The H.IX V1 was followed in December 1944 by the Junkers Jumo 004-powered second prototype H.IX V2; the BMW 003 engine was preferred, but unavailable. Göring believed in the design and ordered a production series of 40 aircraft from Gothaer Waggonfabrik with the RLM designation Ho 229, even though it had not yet taken to the air under jet power. The first flight of the H.IX V2 was made in Oranienburg on 2 February 1945. All subsequent test flights and development were done by Gothaer Waggonfabrik. By this time, the Horten brothers were working on the Amerika Bomber and did not attend the first test flight. The test pilot was Leutnant Erwin Ziller. Two further test flights were made between 2 and 18 February 1945. Another test pilot used in the evaluation was Heinz Scheidhauer.

The H.IX V2 reportedly displayed very good handling qualities, with only moderate lateral instability (a typical deficiency of tailless aircraft). While the second flight was equally successful, the undercarriage was damaged by a heavy landing caused by Ziller deploying the brake parachute too early during his landing approach. There are reports that during one of these test flights, the H.IX V2 undertook a simulated "dog-fight" with a Messerschmitt Me 262, the first operational jet fighter and that the H.IX V2 outperformed the Me 262.

Horton Ho 229 prototype (probably V2) preparing for test flight
[Source: Unknown]

Two weeks later, on 18 February 1945, disaster struck during the third test flight. Ziller took off without any problems to perform a series of flight tests. After about 45 minutes, at an altitude of some 800 m, one of the Jumo 004 turbojet engines developed a problem, caught fire and stopped. Ziller was seen to put the aircraft into a dive and pull up several times in an attempt to re-start the engine and save the precious prototype. Ziller undertook a series of four 360 degree turns with the wings banked 20 degrees. Ziller did not use his radio or eject from the aircraft. He may already have been unconscious as a result of the fumes from the burning engine. The aircraft crashed just outside the boundary of the airfield. Ziller was thrown from the aircraft on impact and died from his injuries two weeks later. The prototype aircraft was completely destroyed.

Despite this setback, the project continued with sustained energy. On 12 March 1945, the Ho 229 was included in the Jäger-Notprogramm for accelerated production of inexpensive "wonder weapons". The prototype workshop was moved to the Gothaer Waggonfabrik (Gotha) in Friedrichroda. In the same month, work commenced on the third prototype, the Ho 229 V3. The V3 was larger than previous prototypes, the shape being modified in various areas, and it was meant to be a template for the pre-production series Ho 229 A-0 day fighters, of which 20 machines had been ordered. V3 was powered by two Jumo 004C engines, and could carry two MK 108 30mm cannon in the wing roots. Work had also started on the two-seat Ho 229 V4 and Ho 229 V5 night-fighter prototypes, the Ho 229 V6 armament test prototype, and the Ho 229 V7 two-seat trainer.
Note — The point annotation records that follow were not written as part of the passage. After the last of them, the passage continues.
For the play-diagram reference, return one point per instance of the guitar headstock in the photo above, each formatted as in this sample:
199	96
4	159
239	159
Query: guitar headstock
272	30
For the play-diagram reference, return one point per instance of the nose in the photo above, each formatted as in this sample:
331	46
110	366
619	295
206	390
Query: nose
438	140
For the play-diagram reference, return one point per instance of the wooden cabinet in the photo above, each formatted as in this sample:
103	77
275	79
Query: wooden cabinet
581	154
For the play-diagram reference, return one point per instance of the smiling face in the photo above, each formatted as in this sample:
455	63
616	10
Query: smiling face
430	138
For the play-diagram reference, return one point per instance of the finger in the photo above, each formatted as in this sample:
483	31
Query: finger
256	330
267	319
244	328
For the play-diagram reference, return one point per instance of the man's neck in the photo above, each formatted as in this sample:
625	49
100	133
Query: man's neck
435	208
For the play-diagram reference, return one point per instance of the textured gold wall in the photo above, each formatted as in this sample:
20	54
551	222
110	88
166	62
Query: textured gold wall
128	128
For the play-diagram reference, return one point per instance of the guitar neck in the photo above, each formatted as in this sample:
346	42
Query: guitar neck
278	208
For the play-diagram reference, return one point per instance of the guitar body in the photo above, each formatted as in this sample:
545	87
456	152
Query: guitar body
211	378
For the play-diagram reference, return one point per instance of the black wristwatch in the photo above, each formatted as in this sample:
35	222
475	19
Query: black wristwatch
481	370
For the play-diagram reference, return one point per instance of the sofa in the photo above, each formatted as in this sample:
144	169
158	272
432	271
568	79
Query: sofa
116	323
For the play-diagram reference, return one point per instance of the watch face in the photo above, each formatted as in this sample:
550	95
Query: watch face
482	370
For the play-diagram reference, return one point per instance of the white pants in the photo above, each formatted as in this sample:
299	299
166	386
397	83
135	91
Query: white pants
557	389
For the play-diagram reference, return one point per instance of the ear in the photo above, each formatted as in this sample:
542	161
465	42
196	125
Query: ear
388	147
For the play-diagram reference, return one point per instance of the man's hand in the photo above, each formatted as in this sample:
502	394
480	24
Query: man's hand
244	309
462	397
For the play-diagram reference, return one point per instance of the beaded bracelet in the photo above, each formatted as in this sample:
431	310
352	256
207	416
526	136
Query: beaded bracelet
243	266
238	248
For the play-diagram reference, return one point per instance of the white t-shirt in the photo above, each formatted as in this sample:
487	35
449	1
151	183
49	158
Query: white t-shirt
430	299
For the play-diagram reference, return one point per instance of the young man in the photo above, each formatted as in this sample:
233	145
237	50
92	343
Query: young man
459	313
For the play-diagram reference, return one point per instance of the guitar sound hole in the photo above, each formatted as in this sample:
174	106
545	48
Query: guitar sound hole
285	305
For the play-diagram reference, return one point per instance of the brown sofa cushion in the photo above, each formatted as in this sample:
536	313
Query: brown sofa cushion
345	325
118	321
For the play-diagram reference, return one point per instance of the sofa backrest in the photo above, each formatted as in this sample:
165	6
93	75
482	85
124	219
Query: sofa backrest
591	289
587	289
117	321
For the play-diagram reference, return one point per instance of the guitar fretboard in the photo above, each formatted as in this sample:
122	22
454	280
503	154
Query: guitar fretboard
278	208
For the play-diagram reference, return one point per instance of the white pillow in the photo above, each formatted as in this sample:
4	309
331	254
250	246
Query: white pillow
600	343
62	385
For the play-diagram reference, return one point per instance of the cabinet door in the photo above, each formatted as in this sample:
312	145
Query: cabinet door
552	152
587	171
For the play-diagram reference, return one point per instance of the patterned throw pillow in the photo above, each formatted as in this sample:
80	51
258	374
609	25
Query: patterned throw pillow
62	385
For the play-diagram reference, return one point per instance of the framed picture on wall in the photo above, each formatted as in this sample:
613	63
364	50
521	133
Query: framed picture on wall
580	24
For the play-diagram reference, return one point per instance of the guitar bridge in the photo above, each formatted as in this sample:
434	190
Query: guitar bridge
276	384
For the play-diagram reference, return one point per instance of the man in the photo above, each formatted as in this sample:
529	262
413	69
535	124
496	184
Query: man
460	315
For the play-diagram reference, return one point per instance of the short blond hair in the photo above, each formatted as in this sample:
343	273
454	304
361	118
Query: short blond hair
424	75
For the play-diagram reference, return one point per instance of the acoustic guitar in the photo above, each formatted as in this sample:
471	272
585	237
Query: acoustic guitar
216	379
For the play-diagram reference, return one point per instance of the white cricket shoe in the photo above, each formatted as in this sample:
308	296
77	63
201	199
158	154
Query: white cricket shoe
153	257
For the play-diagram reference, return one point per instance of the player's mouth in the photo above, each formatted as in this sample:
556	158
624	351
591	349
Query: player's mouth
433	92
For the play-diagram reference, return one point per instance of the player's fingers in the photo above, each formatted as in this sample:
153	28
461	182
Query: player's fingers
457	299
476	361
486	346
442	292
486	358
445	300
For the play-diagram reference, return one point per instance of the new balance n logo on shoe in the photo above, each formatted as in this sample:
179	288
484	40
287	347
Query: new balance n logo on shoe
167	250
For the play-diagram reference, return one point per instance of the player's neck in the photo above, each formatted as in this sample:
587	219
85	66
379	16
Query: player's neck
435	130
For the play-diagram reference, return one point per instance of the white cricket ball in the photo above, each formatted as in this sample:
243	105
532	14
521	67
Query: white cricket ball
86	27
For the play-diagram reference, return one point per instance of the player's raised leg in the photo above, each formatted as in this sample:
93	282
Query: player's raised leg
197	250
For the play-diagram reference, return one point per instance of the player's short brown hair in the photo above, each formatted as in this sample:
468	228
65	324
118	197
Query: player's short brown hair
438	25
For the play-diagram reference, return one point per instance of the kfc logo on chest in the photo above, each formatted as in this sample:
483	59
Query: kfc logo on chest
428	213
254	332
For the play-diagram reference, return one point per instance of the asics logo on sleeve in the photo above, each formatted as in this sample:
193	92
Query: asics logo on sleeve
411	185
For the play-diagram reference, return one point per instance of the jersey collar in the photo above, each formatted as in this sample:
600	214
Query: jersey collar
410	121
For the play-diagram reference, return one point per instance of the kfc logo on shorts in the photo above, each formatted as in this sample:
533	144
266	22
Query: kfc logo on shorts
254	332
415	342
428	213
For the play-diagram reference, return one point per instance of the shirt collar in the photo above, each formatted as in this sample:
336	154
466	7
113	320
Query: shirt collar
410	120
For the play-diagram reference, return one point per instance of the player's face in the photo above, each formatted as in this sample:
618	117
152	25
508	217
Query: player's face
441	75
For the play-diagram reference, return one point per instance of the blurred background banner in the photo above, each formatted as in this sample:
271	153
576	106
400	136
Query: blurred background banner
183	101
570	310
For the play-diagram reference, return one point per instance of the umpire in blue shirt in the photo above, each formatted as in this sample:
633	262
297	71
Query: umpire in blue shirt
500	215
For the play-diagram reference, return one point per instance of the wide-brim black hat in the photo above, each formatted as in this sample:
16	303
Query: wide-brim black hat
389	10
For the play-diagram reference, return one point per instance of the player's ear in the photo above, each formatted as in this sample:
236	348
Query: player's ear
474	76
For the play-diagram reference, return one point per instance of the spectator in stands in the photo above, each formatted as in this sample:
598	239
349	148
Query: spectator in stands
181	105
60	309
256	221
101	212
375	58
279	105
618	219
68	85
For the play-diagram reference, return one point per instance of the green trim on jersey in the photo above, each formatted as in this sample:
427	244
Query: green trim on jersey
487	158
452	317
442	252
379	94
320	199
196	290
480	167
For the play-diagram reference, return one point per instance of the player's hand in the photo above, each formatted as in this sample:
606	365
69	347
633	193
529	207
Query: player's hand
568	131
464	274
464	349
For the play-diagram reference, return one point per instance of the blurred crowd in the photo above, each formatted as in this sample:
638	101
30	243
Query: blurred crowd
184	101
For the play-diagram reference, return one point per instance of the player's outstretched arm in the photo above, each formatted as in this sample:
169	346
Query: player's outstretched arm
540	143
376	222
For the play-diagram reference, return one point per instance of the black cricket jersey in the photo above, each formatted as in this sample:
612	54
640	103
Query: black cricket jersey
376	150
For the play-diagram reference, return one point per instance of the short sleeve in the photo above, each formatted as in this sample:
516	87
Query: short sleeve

A Ho 229 V3 after capture. Incomplete. FE-490
[Source: Unknown]

During the final stages of the war, the U.S. military initiated Operation Paperclip, an effort by the various intelligence agencies to capture advanced German weapons research, and keep it out of the hands of advancing Soviet troops. A Horten glider and the Ho 229 V3, which was undergoing final assembly, were secured and sent to Northrop Corporation in the United States for evaluation. Northrop was chosen because of their experience with flying wings, inspired by the Horten brothers' pre-war record-setting glider. Jack Northrop had been building flying wings since the N-1M in 1939.